Using the same methodology, wheat at $7.8/bushel had a speculative premium of $2.7/bushel (34%), corn at $6.0/bushel had a speculative premium of $2.8/bushel (47%), and copper at $8.4 had a speculative premium of $2.0 (29%).

Related Links:
2008 Energy White Paper (in Japanese)
http://www.enecho.meti.go.jp/topics/hakusho/2008/1-1-1.pdf [pdf file]

Japan's Institute of Energy Economicshttp://eneken.ieej.or.jp/en/publication/index.html

This article has 4 comments:

  •  
    Jul 21 09:37 AM
    Thank you for these insights into METI's thinking.

    The Japanese oil industry seems to have some kind of collective disfunction on its thinking about oil prices. Both of the listed oil producers (Inpex 1605 and Japex 1662) have forecast their earnings this year on prices of $85/bbl and $80 /bbl, respectively, and neither have revised their earnings upward, despite the fact that oil has been above $120 for the entire reporting period (now in its fifth month). I wonder why Japanese oil industry leaders are making analyses so far away from the market price. Can they really hope to prove this is a temporary peak?
    Reply
  •  
    Jul 21 03:59 PM
    ...because when the Japanese oil execs annouce earnings, they can surprise to the upside with oil at $120+ instead of oil at $85, and rake big bonusses.
    Reply
  •  
    A couple of points to remember about the Japanese oil industry.

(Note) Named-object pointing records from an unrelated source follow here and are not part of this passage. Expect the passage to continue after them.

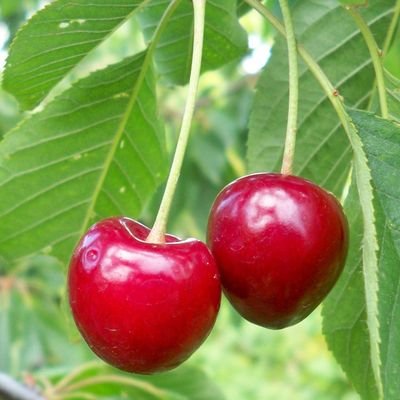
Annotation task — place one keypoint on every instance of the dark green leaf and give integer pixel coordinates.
(381, 139)
(344, 313)
(55, 40)
(323, 153)
(87, 156)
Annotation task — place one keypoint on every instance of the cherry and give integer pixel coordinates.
(280, 243)
(140, 306)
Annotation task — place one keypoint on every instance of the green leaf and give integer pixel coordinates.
(344, 312)
(323, 152)
(393, 94)
(97, 150)
(55, 40)
(381, 140)
(101, 381)
(354, 2)
(224, 39)
(31, 325)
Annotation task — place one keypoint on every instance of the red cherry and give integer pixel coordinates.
(142, 307)
(280, 243)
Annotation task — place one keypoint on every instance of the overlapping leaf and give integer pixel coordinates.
(97, 150)
(381, 139)
(323, 153)
(224, 39)
(344, 312)
(99, 381)
(55, 40)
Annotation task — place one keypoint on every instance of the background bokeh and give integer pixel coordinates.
(246, 361)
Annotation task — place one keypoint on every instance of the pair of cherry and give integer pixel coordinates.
(278, 244)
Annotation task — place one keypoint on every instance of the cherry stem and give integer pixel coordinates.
(290, 142)
(157, 234)
(376, 56)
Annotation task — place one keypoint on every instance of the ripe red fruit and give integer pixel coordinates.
(280, 243)
(142, 307)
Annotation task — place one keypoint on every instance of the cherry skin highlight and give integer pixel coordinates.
(280, 243)
(142, 307)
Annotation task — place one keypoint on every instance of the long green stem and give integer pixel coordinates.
(363, 178)
(290, 142)
(157, 234)
(312, 65)
(135, 92)
(375, 56)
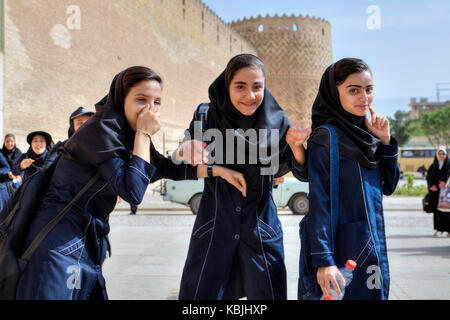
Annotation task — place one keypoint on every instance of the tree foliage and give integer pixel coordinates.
(436, 126)
(400, 128)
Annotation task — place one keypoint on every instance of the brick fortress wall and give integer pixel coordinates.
(54, 63)
(51, 67)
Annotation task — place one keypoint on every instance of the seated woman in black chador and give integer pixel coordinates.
(38, 155)
(12, 155)
(116, 143)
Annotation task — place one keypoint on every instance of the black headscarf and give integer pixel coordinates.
(39, 159)
(269, 115)
(79, 112)
(355, 141)
(11, 155)
(105, 135)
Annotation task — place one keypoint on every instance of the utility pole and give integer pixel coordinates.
(439, 88)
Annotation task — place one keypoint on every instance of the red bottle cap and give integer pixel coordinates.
(350, 264)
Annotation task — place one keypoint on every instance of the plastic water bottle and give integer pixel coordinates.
(347, 273)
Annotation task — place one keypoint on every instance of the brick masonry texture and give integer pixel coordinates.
(60, 54)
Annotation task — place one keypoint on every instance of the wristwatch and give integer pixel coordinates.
(210, 171)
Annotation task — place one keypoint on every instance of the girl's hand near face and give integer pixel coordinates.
(379, 127)
(295, 137)
(149, 120)
(26, 163)
(193, 152)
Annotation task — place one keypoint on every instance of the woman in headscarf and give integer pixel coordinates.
(368, 169)
(10, 150)
(38, 155)
(116, 143)
(437, 176)
(236, 247)
(76, 120)
(12, 154)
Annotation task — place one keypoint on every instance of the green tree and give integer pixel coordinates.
(436, 126)
(400, 128)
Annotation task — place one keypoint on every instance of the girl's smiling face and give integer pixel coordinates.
(247, 90)
(10, 143)
(356, 93)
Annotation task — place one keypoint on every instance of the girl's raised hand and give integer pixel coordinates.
(379, 127)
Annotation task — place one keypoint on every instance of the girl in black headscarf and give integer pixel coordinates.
(368, 169)
(10, 150)
(12, 155)
(437, 176)
(236, 247)
(116, 143)
(38, 155)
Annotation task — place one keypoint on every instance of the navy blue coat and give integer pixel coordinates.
(360, 234)
(4, 180)
(67, 264)
(236, 246)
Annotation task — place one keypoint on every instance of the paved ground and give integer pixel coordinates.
(149, 250)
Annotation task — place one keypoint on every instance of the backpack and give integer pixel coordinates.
(15, 220)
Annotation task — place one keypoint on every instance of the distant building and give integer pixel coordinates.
(423, 105)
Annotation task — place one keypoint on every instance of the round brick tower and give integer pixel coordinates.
(296, 50)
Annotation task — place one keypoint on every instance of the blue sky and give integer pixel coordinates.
(408, 55)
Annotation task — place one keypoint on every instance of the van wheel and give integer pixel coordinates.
(194, 203)
(299, 204)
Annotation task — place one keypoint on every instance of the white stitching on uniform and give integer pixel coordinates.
(368, 222)
(209, 246)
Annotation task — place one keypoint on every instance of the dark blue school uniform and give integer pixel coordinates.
(44, 162)
(4, 180)
(67, 264)
(236, 247)
(360, 233)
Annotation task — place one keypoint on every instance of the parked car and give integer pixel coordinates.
(290, 193)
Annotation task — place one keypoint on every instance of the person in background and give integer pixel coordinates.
(12, 154)
(437, 176)
(5, 172)
(38, 155)
(115, 145)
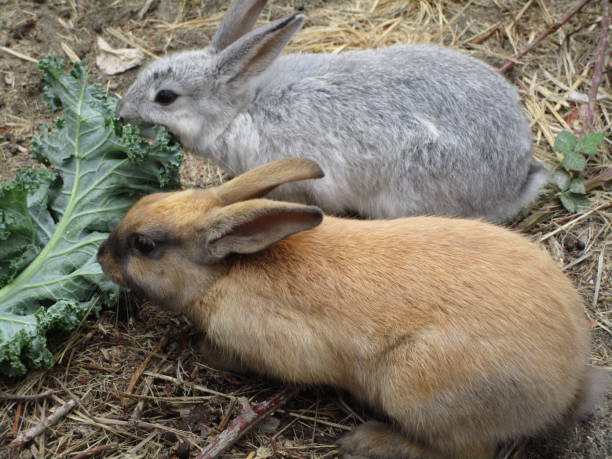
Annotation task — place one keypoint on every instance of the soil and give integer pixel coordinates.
(115, 342)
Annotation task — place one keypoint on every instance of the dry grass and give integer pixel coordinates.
(181, 401)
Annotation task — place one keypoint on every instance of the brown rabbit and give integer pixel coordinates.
(463, 334)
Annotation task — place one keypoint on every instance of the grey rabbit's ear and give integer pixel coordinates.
(239, 19)
(254, 52)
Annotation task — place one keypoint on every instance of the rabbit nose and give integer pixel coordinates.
(102, 251)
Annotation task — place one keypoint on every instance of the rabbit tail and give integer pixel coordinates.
(592, 392)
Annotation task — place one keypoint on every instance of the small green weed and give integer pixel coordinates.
(569, 177)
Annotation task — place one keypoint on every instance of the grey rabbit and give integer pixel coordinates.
(403, 130)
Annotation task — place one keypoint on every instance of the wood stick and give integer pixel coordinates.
(25, 57)
(142, 367)
(600, 60)
(553, 28)
(22, 398)
(599, 179)
(17, 420)
(50, 420)
(94, 451)
(248, 418)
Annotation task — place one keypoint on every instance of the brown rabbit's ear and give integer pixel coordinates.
(251, 226)
(263, 179)
(239, 19)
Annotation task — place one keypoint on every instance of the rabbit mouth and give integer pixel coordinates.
(147, 131)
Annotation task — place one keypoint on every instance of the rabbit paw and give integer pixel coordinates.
(375, 440)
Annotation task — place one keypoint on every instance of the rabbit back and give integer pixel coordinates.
(477, 336)
(409, 129)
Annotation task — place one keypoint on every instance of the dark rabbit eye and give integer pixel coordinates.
(165, 97)
(144, 245)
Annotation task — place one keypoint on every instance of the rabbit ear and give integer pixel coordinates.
(254, 52)
(239, 19)
(263, 179)
(251, 226)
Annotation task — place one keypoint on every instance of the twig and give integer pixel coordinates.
(567, 225)
(17, 421)
(598, 277)
(22, 398)
(559, 221)
(551, 29)
(600, 60)
(145, 9)
(599, 179)
(94, 451)
(188, 384)
(248, 418)
(142, 367)
(50, 420)
(227, 415)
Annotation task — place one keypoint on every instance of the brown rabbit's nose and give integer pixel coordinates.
(102, 251)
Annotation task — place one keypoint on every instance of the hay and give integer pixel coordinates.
(176, 404)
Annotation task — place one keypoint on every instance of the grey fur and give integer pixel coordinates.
(403, 130)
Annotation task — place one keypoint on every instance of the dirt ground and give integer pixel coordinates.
(182, 402)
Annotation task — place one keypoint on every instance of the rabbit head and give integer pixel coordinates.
(196, 94)
(173, 259)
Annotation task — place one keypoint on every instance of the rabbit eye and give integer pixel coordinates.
(144, 245)
(165, 97)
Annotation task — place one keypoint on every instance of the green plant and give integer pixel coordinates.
(52, 221)
(569, 178)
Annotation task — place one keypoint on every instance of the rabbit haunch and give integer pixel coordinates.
(403, 130)
(462, 333)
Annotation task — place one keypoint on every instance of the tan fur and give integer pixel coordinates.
(463, 333)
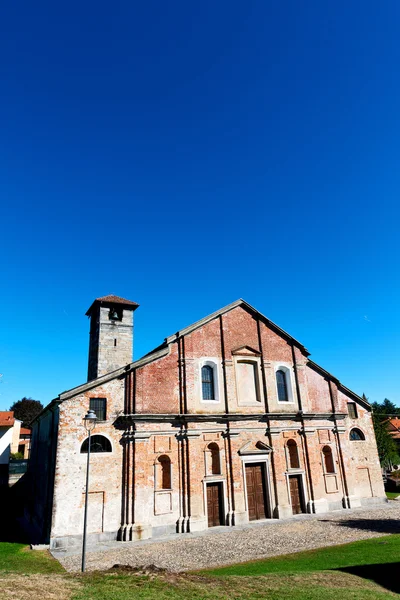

    1) While Inpex forecasts assume a Brent benchmark oil price, the actual benchmark for Japan is Dubai crude. Relative Brent, Dubai crude averaged $118.90/bbl, for a discount to Brent crude of over $4/bbl.

    2) In FY08, of the JPY233 bln increase in sales for Inpex, unit prices accounted for JPY216.6 bln, volume increases JPY48.6 bln and exchange rates (stronger yen) minus JPY31.0 bln. Every $1/bbl annual appreciation in Brent crude oil gives a JPY2.2 bln boost to the company's net income, while every JPY1 appreciation slices JPY2.2 bln off of earnings, i.e., a JPY1 appreciation and a $1/bbl Brent crude appreciation would be a wash.

    3) Nominal earnings are also significantly affected by inventory gains/losses. Inpex uses lower of cost or market average, with cost being calculated by the moving average method.

    Japanese oil firms are notoriously conservative about oil price projections, believing that low balling earnings and beating street expectations is better than high balling earnings, missing street expectations, and then getting beaten up by investors. Unlike European and US oil execs, the top guys do not get megabucks in total comp. In Inpex's case, 13 inside directors (management) got an average of JPY46 million/director, of $460,000 per director (including bonuses). Compare this, for example, to Donald Humpreys, CFO of Exxon Mobile, with 2007 comp and bonus of $2.689 mln and total stock option and other calculated comp of $9.1 million
    Reply
  •  
    Jul 23 10:19 PM
    "Using what they call a structural vector price autoregressive model (whatever that is)..."

    I stopped reading past this point. This is poor journalism at best. If you don't know what the heck they're talking about, there is no use in repeating the information if you can't even vouch that you understand it.